English, like it or not, is the world’s universal language. Why Wittgenstein, decorated Austro Hungarian Army combatant, who after capture in Italy spent his last year in Italian Army prisons [Como and Casino idyllic settings] writing his only published book, the Tractatus, decided to make Britain, the land of Linguistic Analysis his home. Gilbert Ryle, linguistic analyst was heavily influenced by genius Wittgenstein’s more independent, quasi metaphysical approach to analyzing language. As well as Wittgenstein’s practicality, if it works, don’t continue to try and fix it better.

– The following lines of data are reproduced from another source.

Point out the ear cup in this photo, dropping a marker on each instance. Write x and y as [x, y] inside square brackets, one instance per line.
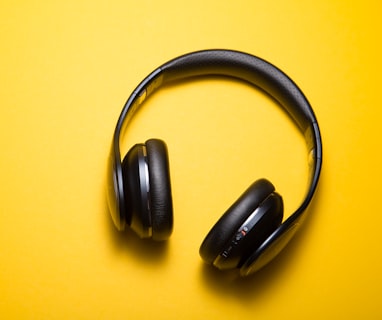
[160, 189]
[224, 232]
[136, 186]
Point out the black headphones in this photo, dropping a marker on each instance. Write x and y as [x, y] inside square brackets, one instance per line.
[251, 231]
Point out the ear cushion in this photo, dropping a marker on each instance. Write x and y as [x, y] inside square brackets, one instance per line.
[233, 218]
[160, 189]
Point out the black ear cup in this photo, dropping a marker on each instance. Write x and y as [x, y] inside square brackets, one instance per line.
[160, 189]
[243, 227]
[147, 186]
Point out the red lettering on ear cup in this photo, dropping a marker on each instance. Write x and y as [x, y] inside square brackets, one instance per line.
[252, 233]
[227, 227]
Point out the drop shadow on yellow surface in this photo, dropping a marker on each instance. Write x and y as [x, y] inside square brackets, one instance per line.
[251, 287]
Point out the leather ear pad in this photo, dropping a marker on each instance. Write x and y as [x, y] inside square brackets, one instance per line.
[137, 208]
[233, 218]
[160, 189]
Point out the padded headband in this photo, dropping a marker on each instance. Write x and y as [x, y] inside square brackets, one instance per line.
[241, 66]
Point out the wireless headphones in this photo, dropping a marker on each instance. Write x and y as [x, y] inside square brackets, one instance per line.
[251, 232]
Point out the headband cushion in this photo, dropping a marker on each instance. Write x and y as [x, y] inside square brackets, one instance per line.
[160, 189]
[233, 218]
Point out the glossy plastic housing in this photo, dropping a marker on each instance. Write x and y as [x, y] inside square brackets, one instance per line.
[241, 66]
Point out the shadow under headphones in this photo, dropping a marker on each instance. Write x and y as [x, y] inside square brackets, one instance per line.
[251, 232]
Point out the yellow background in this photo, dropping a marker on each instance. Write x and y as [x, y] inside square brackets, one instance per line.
[66, 69]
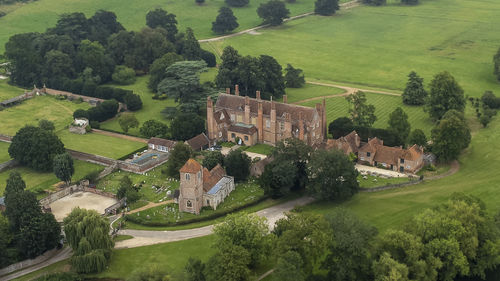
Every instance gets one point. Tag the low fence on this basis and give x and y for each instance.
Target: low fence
(391, 186)
(6, 165)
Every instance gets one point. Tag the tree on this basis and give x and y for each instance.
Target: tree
(307, 235)
(340, 127)
(153, 128)
(237, 164)
(273, 12)
(350, 248)
(445, 95)
(294, 77)
(417, 137)
(182, 80)
(35, 148)
(161, 18)
(132, 101)
(225, 21)
(123, 75)
(186, 126)
(398, 123)
(450, 136)
(332, 176)
(361, 113)
(237, 3)
(212, 159)
(191, 49)
(289, 267)
(326, 7)
(248, 231)
(496, 62)
(195, 270)
(178, 157)
(88, 235)
(64, 167)
(46, 125)
(158, 68)
(414, 93)
(128, 121)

Inference is at issue in Dr Feser’s commentary, the two tables practical knowledge in perception, and certain premises of microphysical scientific reasoning drawn from that knowledge. Microphysical inferred concepts may have a practical value, not necessarily descriptive of the nature of what’s perceived. Behaviorism, mentioned twice by Feser, is implied in this. “Ryle’s view is standardly characterized as a weaker or ‘softer’ version of this doctrine [Smith and Jones, 144]. According to this standard interpretation, Ryle’s view is that statements containing mental terms can be translated, without loss of meaning, into subjunctive conditionals about what the individual will do in various circumstances. Ryle [on this account] is to be construed as offering a dispositional analysis of mental statements into behavioural ones” (Julia Tanney Stanford Encyclopedia of Philosophy).
Feser’s analysis of Rhyle on the deficiencies of microphysics has commonality with Aquinas on the unity of Being, and psychologist Wolfgang Kohler [in perception we’re not immediately aware of individual qualities, rather the configuration of a whole].